At once Cottage O came to mind from my research: a dull, red brick, three-storey building with rows of windows, next to Entrance B . In its time, it had held thousands of girls, the long wards locked at night. Daisy Potts had been institutionalized in Orillia as a child, and now that institution was slated to be permanently closed by the government of Ontario in 2009. Daisy wanted my help to get her records, before it was too late. She had never been allowed to see them and she wanted finally to know what was in them.

The institution which most people simply called Orillia had originally been called the Asylum for Idiots and Feebleminded (a former branch of the Provincial Lunatic Asylum in Toronto), the oldest in Canada for mentally retarded people, dating back to 1876. Heralded as innovative and humane, a fine place for idiots and epileptics, the asylum had provided custodial care and protection for the thirty or so inmates at its opening. Before that time, mental defectives, as they were often called, whose families could no longer care for them, often ended up in the county lunatic asylum, or worse, the work house or local gaol, or were left roaming the countryside at will. The new asylum was meant to mitigate such horrors, and provide not just custodial care but vocational training for the more educable ones, with the intent of eventually returning them to their families.

By the early 1900s, however, attitudes toward mental defectives had begun to change as the effects of the Industrial Revolution took its toll on the cities: slums, unemployment, crime, and disease gave rise to fears of a new underclass. Orillia became a big custodial institution, a useful place to put the unwanted in society, the so-called feeble-minded, that included a mix of indigents invariably found on its wards: paupers, incurables, alcoholics, syphilitics, the old and infirm , and unmarried girls and their babies who had nowhere else to go.

Renamed Ontario Hospital School ( OHS ) in 1936, it had a population of nearly 3,000 when Daisy was housed there in the 1950s. A grim sort of place for a child, I always thought on my visits, with its vast grounds, over two hundred acres, and towering Administration Building much praised for its fine front. There were double-glassed doors at the top of a flight of steps through which all the new admissions passed.

It was hard to imagine Daisy in such a place.

But Daisy, youre not retarded! At once I regretted the word, so outmoded, anachronistic in definition. A look of bewilderment crossed her face.

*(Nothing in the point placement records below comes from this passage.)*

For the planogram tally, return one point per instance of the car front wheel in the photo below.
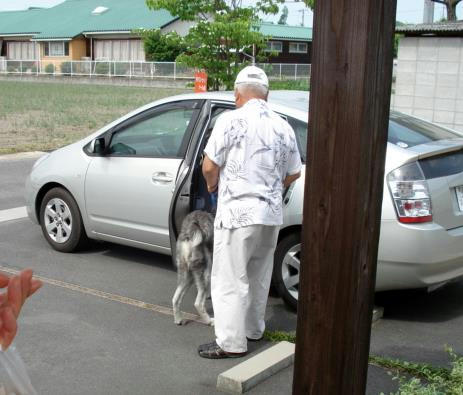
(286, 269)
(61, 221)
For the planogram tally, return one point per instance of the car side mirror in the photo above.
(98, 146)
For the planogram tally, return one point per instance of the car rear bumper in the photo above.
(418, 256)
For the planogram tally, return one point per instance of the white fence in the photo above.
(103, 68)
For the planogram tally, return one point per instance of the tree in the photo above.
(161, 47)
(451, 6)
(223, 30)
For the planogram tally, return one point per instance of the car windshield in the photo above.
(406, 132)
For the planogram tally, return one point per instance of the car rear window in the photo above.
(406, 131)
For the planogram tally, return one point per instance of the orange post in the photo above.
(200, 81)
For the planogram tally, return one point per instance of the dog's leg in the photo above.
(200, 302)
(207, 274)
(184, 281)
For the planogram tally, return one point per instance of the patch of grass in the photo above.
(279, 336)
(299, 85)
(44, 116)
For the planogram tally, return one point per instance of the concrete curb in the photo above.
(22, 155)
(253, 371)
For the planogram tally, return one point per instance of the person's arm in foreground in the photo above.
(19, 287)
(211, 174)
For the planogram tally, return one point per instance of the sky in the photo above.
(410, 11)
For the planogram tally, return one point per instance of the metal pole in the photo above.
(352, 68)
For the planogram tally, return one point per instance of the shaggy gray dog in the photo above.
(194, 262)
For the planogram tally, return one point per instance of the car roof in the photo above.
(292, 103)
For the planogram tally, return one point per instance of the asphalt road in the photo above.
(85, 333)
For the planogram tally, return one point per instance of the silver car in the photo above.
(133, 181)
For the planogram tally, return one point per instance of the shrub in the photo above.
(102, 68)
(162, 47)
(301, 85)
(11, 69)
(66, 68)
(50, 68)
(446, 381)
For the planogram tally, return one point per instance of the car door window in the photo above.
(160, 135)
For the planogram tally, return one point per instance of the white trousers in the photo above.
(240, 281)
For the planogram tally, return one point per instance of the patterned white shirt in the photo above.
(255, 149)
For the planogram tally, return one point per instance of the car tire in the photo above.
(61, 221)
(286, 269)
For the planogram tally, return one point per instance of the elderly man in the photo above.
(250, 158)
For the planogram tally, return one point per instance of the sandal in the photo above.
(213, 351)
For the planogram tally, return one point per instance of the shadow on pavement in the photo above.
(131, 254)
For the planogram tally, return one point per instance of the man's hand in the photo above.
(211, 174)
(290, 179)
(19, 287)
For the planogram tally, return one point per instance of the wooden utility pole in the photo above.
(349, 109)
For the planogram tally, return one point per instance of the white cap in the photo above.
(252, 75)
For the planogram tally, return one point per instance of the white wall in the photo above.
(429, 81)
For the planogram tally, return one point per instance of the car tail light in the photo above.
(410, 193)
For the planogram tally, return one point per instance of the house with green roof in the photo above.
(292, 44)
(103, 30)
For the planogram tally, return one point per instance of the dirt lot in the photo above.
(40, 116)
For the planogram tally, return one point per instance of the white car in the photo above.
(133, 181)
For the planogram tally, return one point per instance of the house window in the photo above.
(119, 50)
(24, 50)
(274, 46)
(57, 48)
(297, 47)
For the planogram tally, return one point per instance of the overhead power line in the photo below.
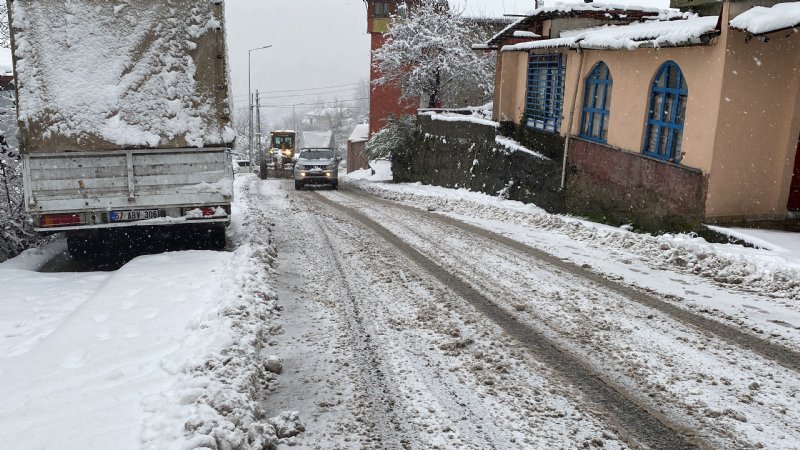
(304, 90)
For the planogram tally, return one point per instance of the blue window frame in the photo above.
(596, 104)
(668, 97)
(545, 96)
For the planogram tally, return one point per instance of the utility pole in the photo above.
(250, 106)
(258, 125)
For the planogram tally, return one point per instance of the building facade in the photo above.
(664, 114)
(385, 100)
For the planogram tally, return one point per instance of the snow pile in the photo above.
(161, 354)
(360, 133)
(633, 36)
(514, 146)
(760, 19)
(726, 264)
(122, 73)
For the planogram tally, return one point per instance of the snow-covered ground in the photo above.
(757, 288)
(163, 353)
(313, 311)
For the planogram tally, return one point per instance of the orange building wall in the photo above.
(385, 99)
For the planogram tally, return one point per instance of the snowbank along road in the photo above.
(401, 316)
(435, 333)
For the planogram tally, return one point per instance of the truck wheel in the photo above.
(79, 247)
(215, 238)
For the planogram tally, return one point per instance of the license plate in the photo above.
(130, 216)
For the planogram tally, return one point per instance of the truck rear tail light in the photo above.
(60, 220)
(207, 212)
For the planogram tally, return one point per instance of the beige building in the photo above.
(663, 114)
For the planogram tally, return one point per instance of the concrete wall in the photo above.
(616, 186)
(511, 86)
(466, 155)
(356, 159)
(759, 125)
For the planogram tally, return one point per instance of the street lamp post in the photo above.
(250, 107)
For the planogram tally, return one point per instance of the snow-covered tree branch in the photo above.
(428, 55)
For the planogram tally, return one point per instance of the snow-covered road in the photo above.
(404, 317)
(700, 384)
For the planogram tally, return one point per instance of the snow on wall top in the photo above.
(317, 139)
(491, 8)
(760, 20)
(560, 8)
(6, 65)
(617, 37)
(130, 73)
(360, 133)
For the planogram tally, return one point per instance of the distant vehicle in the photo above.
(280, 155)
(242, 166)
(145, 145)
(317, 163)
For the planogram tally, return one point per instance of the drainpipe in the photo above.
(571, 117)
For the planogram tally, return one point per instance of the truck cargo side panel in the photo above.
(95, 75)
(91, 182)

Yeah, well, thats what Childrens Aid in Tronto said too, Thelma. They promised I wouldnt be with the retarded ones; Id be kept seprate on the ward.

I was silent. This sounded much like the placating of parents so familiar to me as a former teacher. There was obviously much here left unsaid, perhaps lost to the understanding of a small child, even duplicitous.

First I was taken away, cause I was the oldest. Then Lizzie and my baby brother, Pips. But Childrens Aid kept them together in a foster home in Richmond Hill an I never really saw much of them again.